The world is interconnected so just because the U.S. Federal Reserve stopped QE in 2014, the sum total of QE is at all-time highs. This explains how central banks are now the majority holders in equities, an unprecedented situation. And the U.S. stock market being the tallest standing midget is the direct recipient of this QE flow thus U.S. markets continue to hit new highs.

Central banks have painted themselves into a corner. Yellen is attempting to normalize the balance sheet, but some of the brightest minds including those cited above argue it's too little, too late.

You can share your opinion without spamming your articls. Its hijacking. Secondly QE ended, EU is winding it down. More interesting and I dont think anyone realizes - when the Federal Reserve unwinds the assets bought during 08 -- their cash supply will go up greatly, debt can be paid down.

QE is still at record levels. European Central Bank claims they may start winding it down but so far, they continue to print at record levels. Same with Bank of Japan. Central bankers are politicians first and foremost and have an allegiance to the state, not the people. It is a lot of politico-blather that comes from the mouths of central banks.

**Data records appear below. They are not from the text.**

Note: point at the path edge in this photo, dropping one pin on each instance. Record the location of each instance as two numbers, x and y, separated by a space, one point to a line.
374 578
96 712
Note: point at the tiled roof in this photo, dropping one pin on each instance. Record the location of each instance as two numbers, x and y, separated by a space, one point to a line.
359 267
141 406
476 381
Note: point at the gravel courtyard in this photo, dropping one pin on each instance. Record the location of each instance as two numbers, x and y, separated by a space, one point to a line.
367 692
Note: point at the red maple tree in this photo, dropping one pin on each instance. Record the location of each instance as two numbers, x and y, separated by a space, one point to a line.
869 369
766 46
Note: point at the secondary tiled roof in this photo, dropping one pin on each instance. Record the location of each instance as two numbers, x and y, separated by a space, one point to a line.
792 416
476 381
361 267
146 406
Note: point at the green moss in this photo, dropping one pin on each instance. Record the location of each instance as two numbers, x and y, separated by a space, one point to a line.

If the Fed unwinds the assets bought since '08, we are talking many trillions of dollars. It will be a first in 5000 years of recorded human history if such burdensome debt is paid off. Never before has a government ever paid off such onerous debt. This is why the average lifetime of fiat currency is less than 40 years.

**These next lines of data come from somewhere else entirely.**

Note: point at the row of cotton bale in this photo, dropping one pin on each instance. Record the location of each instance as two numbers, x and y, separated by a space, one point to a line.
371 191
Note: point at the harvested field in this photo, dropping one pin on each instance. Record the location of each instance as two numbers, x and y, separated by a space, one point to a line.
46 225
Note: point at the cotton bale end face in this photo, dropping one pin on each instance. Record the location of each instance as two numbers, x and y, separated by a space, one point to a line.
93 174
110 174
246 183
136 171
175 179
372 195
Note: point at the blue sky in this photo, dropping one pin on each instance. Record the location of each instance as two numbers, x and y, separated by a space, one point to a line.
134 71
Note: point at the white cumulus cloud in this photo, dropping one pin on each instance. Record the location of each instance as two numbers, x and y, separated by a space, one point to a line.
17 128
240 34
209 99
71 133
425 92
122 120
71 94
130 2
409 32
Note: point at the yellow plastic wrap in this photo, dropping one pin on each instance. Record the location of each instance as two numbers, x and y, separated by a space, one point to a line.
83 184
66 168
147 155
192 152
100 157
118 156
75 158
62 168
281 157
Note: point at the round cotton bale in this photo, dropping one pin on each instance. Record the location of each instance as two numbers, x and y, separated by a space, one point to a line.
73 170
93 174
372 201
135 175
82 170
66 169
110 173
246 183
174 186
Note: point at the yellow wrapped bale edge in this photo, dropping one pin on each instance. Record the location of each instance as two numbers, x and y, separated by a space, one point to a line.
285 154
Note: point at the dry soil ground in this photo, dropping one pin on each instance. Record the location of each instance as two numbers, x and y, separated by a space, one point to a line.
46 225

As Ed Seykota famously said, take a penny at the time of Christ and compound it at a nominal 2%/yr interest. You get 2.2 followed by 17 zeroes (2.2 x 10^17), or far more money than has ever existed. Governments and currencies fail, over and over again, because the same mistakes are made. In my discussions with Seykota, he agreed that blockchain technology may be the one great counterbalance to the coming collapse.

As for bitcoin deriving its value from fiat, there will be a dislocation at some point. When there is financial upheaval, the price of bitcoin has spiked. When Cyprus banks collapsed, bitcoin price spiked higher.
https://cointelegraph.com/news/heres-how-world-fiat-money-affects-bitcoin-price
The article concludes: So far there is no indication that fiat money influence Bitcoin price after all. Bitcoin has been developing on its own, disregarding international news and major currencies movement.